Parts Excerpted from Women’s Running Article

Yesterday I ran at Anytime Fitness–a 24-hour gym in Overland Park, Kansas.

I realized that I had come full-circle.

I did my first real run as an adult at the same gym–only in Lawrenceville, Georgia almost 10 years ago–to the day.

The two runs were very different.

Yesterday, I ran after a killer leg workout consisting of powerful jumping, then squatting with heavy weights and more. Only after an hour of destroying my legs did I then get on the treadmill and handled sprint intervals for 20 minutes like a boss.

It was one of those great workouts. Where I wanted more when I was done. I felt fit, bouncy, light and fast. (Questionable in objective status; this is a subjective test, people.)

As I was running, I remembered that first run.

Where I was, who I was–then.

When Stella, our second child, was about 12 weeks old, I decided that I needed to do something (anything) to get off the couch and out of the cheese dip and chips. The kids were 14 months apart and I had no idea what had happened to my thigh gap—just kidding, I never had a thigh gap—but I knew that I had extra everything at that point, thighs included, on my 250-pound frame. I’d had enough, and I wanted to run.

Now, let’s be clear what “I wanted to run” meant.

I wanted to run away from life, from my job. To run from my body—which was a strange vessel that I no longer recognized. I didn’t know that motherhood would be such a blessing and such a terrible thing and wonderful thing and hard thing. Really, motherhood was a roller-coaster of emotions that I could not comprehend. Being a working mother was even crazier—how was I to actually mother these kids and do my job and figure out a way to be sane? The questions were fast and furious with no answers in sight.

As I looked down the road at my life, I had no idea how I would keep it together.

So I wanted to run physically, yes. But I also needed to run in so many other ways.

On my way to work one day, I passed one of those 24-hour gyms—the small, strip mall ones that promised anytime access to a full gym—complete with shower and locker. Anytime? I could run at…well, anytime? This is something. I was on to something, I thought in my sleep-deprived mind.

I joined on the spot and could barely contain my excitement of being able to work out anytime. I spent several days without working out any of the time, but one evening I decided to change that. The day had been especially hard. The kids were cranky, my husband was cranky and I was cranky.

I declared, “I am going to the gym.”

My husband looked at me like I had three heads (“What gym?”), and I didn’t care. I needed to run. I was going to run! How exciting this is!

I found some old tennis shoes. I stuffed my body into some leggings and an old tee, and off I went. I had my iPod ready, and I put on some motivation beats and prepared for the amazing run that was inevitable.

As I walked up to the treadmill, I looked around. The gym was completely empty. I liked that. I didn’t want anyone to see me running. I felt a sense of peace about the whole situation. I was going to run.

I pressed GO, and I started to walk and then jog. I increased the pace to 4.0 and I started to run. Immediately I knew I had made an error of epic proportions. I was not a runner, and this was not running. This was an elephant stomping on a belt. This was a nightmare. This was so much fat and boobs flying around. Why were my boobs hurting? Did I just drool out of my mouth?

I kept going.

Two minutes. Three minutes. I was sweating and heaving and huffing. How did this happen? What has happened to me? Why can’t I run? I need to run!

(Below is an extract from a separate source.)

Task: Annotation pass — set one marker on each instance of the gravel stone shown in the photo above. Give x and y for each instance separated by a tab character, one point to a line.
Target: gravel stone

Five minutes. Is this a cardiac event? I am not going to make it. 

I continued until I truly could go no further. After eight minutes, I stopped the belt. I pulled off my headphones and threw them on the floor. I looked in the mirror, and I couldn’t believe how much I hurt. I hurt on the outside, but even more, I ached with a pain and sadness inside that I could not explain.

Everything hurt. My eyes filled with tears, but I refused to let them fall. This was my fault. I had to fix whatever this was.

The next day, my feet hurt. I looked at the bottoms and had visible bruises on the balls of my feet.

I didn’t know what was happening. I knew bruises weren’t good. I knew I was not a good runner. I knew that I had no idea what to do.

But I also knew, in that moment, that I was better than that run. I had more inside of me than the bruises on my feet. I knew that I needed to run, even if it was off to a rocky start.

So I decided to keep going. Beyond that run.

I did. I kept going.

And ten years later, things are so different. Just because of that one time. I wanted to give up sometimes. I did give up othertimes, but I wanted to change. I knew I had to change.

This is a reminder to myself–and to you, perhaps–that change can take a helluva long time.

It takes grit, grace, failure, pain, disappointment and more to even stand up straight and make life happen sometimes–let alone change and improve. Life is hard and unforgiving sometimes.

But focusing on what we can do–even when it’s small–matters big time.

Yesterday, I needed that reminder.  That great things take time, hard work, hard times, sweat, tears and hustle.

I needed that reminder. Maybe you do, too.

#JustKeepMovingForward

One Response

  1. I LOVE THIS POST! Thank you for reminding us that change is not overnight and that “just moving forward” can move into an amazing future.